Oracle Fixes 301 Flaws in October Critical Patch Update

Oracle has released a critical patch update addressing more than 300 vulnerabilities across several of its products – including one flaw with a CVSS 3.0 score of 10 that could allow the takeover of the company’s software package, Oracle GoldenGate.

Of the 301 security flaws that were fixed in this month’s Oracle patch, 45 had a severity rating of 9.8 on the CVSS scale.

A broad spectrum of Oracle products are impacted, including the Oracle Database Server, Oracle Big Data Graph, Oracle Communications Applications, Oracle Construction and Engineering Suite and Oracle E-Business Suite.

“Due to the threat posed by a successful attack, Oracle strongly recommends that customers apply Critical Patch Update fixes as soon as possible,” the company said in its Tuesday advisory.

Oracle GoldenGate Flaw

The highest-severity flaw (CVE-2018-2913) lies in the Monitoring Manager component of Oracle GoldenGate, which is the company’s comprehensive software package that allows data to be replicated in heterogeneous data environments.
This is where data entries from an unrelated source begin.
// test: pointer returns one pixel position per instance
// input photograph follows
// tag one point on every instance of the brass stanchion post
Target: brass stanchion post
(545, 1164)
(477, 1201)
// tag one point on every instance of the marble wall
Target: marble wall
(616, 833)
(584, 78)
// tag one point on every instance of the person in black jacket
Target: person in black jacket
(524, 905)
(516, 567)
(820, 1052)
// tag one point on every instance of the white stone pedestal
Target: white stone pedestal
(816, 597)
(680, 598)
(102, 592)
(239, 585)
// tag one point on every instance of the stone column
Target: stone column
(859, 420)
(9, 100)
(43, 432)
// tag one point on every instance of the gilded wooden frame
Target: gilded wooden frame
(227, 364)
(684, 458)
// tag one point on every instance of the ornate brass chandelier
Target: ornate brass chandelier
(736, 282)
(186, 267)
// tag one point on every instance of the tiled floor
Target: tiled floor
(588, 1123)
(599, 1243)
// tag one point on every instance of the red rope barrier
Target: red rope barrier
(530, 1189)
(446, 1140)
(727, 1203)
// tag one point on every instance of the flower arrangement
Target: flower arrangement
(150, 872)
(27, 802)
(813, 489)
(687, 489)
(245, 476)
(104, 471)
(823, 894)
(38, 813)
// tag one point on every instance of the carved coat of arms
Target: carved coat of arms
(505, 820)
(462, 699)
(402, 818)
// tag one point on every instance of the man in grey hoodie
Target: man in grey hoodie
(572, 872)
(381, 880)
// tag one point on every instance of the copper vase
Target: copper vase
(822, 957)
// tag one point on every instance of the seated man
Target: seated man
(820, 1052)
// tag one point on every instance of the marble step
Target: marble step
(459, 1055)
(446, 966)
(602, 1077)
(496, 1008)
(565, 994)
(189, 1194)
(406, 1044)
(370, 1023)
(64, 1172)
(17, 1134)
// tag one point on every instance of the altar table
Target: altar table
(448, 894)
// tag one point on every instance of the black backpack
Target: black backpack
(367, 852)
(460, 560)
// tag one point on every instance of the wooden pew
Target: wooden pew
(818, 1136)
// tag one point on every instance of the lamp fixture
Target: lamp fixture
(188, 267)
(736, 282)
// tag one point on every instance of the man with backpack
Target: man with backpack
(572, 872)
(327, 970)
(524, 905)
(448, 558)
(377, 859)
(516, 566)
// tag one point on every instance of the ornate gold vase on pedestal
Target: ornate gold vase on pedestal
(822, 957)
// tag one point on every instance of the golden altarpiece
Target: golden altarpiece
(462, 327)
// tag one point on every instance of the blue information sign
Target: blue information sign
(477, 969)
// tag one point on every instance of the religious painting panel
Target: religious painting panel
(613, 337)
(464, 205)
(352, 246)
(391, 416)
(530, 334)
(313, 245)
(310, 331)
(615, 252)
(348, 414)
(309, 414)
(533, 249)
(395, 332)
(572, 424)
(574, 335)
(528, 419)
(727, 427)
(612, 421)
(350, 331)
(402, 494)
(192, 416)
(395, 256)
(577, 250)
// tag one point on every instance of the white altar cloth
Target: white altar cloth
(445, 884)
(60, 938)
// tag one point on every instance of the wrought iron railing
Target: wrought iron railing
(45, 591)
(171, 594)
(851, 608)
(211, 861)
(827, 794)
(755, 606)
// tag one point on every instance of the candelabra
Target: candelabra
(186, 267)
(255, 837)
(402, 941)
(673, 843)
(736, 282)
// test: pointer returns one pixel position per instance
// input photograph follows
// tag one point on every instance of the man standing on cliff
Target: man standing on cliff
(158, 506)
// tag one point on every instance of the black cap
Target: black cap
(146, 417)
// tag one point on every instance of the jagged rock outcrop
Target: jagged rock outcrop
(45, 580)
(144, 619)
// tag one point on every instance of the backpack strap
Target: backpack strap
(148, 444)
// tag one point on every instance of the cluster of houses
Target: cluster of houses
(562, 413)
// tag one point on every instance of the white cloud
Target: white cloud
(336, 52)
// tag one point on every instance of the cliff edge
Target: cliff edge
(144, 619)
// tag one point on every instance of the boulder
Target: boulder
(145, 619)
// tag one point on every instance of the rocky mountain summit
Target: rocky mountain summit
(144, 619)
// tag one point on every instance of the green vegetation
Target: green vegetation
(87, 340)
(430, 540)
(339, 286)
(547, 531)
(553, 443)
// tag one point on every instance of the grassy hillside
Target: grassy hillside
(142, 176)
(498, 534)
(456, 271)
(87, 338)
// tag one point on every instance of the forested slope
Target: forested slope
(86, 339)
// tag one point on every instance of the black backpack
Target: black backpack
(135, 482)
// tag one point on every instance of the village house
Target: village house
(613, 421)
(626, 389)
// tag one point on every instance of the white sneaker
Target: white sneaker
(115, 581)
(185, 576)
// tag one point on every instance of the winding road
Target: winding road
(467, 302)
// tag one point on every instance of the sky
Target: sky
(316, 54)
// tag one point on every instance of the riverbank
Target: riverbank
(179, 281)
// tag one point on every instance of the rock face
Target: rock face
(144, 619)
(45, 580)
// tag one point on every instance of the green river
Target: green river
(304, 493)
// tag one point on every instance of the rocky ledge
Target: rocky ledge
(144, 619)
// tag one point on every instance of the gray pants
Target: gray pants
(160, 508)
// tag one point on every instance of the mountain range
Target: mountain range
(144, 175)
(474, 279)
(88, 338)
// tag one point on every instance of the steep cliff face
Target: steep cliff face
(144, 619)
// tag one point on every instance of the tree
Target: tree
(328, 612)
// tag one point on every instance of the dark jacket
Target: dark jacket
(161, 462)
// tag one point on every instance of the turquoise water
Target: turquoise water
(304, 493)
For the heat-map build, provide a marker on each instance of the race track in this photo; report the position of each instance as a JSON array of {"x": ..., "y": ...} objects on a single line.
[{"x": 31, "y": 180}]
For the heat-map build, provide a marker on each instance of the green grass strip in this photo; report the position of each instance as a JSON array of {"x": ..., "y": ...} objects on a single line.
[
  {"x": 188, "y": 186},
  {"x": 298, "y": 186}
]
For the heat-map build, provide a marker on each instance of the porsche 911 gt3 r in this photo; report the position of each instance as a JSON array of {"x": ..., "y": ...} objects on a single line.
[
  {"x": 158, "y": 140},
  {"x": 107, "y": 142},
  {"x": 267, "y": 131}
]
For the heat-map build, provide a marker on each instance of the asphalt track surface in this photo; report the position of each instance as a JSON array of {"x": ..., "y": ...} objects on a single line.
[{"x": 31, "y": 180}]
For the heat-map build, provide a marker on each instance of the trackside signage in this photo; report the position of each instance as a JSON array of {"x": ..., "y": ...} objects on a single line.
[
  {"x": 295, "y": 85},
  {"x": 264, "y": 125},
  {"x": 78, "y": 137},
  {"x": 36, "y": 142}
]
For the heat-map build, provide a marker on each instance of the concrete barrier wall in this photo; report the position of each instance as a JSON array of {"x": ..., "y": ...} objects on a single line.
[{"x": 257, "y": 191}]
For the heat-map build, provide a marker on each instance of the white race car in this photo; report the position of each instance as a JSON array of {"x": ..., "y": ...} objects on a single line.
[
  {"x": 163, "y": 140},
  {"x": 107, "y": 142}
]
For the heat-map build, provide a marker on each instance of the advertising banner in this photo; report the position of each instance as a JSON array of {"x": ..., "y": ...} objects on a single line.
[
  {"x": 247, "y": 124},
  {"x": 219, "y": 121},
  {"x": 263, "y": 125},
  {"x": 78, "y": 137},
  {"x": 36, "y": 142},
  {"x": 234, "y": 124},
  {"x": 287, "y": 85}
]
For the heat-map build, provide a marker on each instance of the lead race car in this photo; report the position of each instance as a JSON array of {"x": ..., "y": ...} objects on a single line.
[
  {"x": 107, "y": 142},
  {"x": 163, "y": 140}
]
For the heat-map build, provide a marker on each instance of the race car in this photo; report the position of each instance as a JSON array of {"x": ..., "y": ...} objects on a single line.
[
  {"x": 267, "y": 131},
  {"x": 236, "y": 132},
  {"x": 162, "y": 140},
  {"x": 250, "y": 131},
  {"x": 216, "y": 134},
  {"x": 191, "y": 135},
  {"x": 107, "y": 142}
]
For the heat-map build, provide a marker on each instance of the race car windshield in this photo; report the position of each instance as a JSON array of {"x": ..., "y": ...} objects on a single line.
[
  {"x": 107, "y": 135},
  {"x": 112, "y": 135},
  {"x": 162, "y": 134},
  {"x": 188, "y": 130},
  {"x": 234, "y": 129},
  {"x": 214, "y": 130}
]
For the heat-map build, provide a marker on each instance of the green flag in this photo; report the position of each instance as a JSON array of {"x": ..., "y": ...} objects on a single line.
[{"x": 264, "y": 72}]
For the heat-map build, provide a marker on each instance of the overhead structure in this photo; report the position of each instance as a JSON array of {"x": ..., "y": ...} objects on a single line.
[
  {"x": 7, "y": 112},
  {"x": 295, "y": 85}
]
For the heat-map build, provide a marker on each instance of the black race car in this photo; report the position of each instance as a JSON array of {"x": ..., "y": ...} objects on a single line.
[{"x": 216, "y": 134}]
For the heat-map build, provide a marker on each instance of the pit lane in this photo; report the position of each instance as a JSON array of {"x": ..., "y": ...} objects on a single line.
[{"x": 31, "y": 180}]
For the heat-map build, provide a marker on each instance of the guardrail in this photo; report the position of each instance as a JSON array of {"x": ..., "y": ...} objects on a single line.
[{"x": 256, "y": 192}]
According to the National Vulnerability Database, the glitch is an easily exploitable vulnerability that allows unauthenticated attacker with network access via the TCP protocol to compromise Oracle GoldenGate.

The flaw was discovered by Jacob Baines, a researcher with Tenable.

“CVE-2018-2913 is a stack buffer overflow in GoldenGate Manager,” Baines told Threatpost. “The Manager listens on port 7809 where it accepts GoldenGate Software Command Interface (GGSCI) commands. Tenable found that a remote unauthenticated attacker can trigger a stack buffer overflow by sending a GGSCI command that is longer than expected.”

The attack is not complex and a bad actor could be remote and unauthenticated. Making matters worse, an attacker could compromise other products after initially attacking GoldenGate, the advisory warned.

“While the vulnerability is in Oracle GoldenGate, attacks may significantly impact additional products,” the note said. “Successful attacks of this vulnerability can result in takeover of Oracle GoldenGate.”

The flaw impacts versions 12.1.2.1.0, 12.2.0.2.0, and 12.3.0.1.0 in Oracle GoldenGate. Currently no working exploits for the flaw have been discovered in the wild, according to the release. It should be noted that For Linux and Windows platforms, the flaw’s CVSS score is 9.0 because the access complexity is lower (only rated high, not critical); while for all other platforms, the CVSS score is a critical 10.

Two other flaws were also discovered in Oracle GoldenGate (CVE-2018-2912 and CVE-2018-2914), with ratings of 7.5 on the CVSS scale; those vulnerabilities weren’t nearly as severe.

“This Critical Patch Update contains 3 new security fixes for Oracle GoldenGate,” according to Oracle’s advisory. “All of these vulnerabilities may be remotely exploitable without authentication, i.e., may be exploited over a network without requiring user credentials.”

Other High-Severity Flaws

Beyond CVE-2018-2913, a whopping 45 flaws had the next-highest severity rating of 9.8 on the CVSS 3.0 scale.

These include flaws in Oracle Retail applications (which racked up 13 of the high-severity flaws); Oracle Fusion middleware (with 12); Oracle Insurance applications (with four); Oracle JD Edwards products and Oracle Communications applications (each with three); and two each in MySQL, the Oracle Construction and Engineering suite and the Oracle Enterprise Manager products suite.

While 301 may seem like a steep amount of flaws, that number pales in comparison to Oracle’s all-time high for the number of fixes – which was 334 – in its recent July security update.